After each witness gives evidence-in-chief, the defence barrister may ask the witness questions to test their evidence. This is called cross-examination.
The prosecution can ask further questions of the witness to clarify matters arising in cross-examination. This is called re-examination.
After the prosecution has called all its witnesses, the defence can call its witnesses. Questioning of the defence witnesses occurs as for prosecution witnesses. After all witnesses have given their evidence, the prosecutor and the defence barrister give their closing addresses to the jury.
The judge then summarises their evidence and the arguments and informs the jury of the law that they need to apply to that evidence in order to reach a verdict.
The jury's role is to decide whether the accused is guilty or not guilty of the offence on the evidence presented to them. The jury must determine whether the prosecution has proven that the accused committed the crime to the accepted standard of proof – beyond reasonable doubt.
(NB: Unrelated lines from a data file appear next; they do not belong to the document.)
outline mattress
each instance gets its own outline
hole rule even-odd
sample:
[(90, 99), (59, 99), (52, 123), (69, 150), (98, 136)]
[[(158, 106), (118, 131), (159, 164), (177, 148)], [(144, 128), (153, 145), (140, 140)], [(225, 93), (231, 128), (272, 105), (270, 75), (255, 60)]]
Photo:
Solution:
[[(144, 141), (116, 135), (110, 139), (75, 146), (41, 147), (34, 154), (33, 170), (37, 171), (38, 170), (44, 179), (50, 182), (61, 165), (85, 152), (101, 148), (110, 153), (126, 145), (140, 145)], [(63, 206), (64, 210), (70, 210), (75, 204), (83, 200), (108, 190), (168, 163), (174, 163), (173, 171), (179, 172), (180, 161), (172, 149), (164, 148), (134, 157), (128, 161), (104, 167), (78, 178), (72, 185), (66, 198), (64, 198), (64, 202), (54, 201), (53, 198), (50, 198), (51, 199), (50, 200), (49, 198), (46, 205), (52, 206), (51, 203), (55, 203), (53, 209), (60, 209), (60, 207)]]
The jury will go to another room to consider their verdict. When they have all reached the same decision, the jury will come into the courtroom and the jury foreperson will tell the court whether they find the accused person guilty or not guilty.
Sometimes the jury cannot agree on a verdict and they will be sent home and the trial may be heard again before a new jury at a later date.
If the jury finds the accused not guilty of the crime then they are free to go. This is called an acquittal. The prosecution cannot appeal to a higher court against an acquittal.
If the jury finds the accused guilty, the judge will then decide what the sentence will be. The sentence will be handed down by the judge after a plea hearing.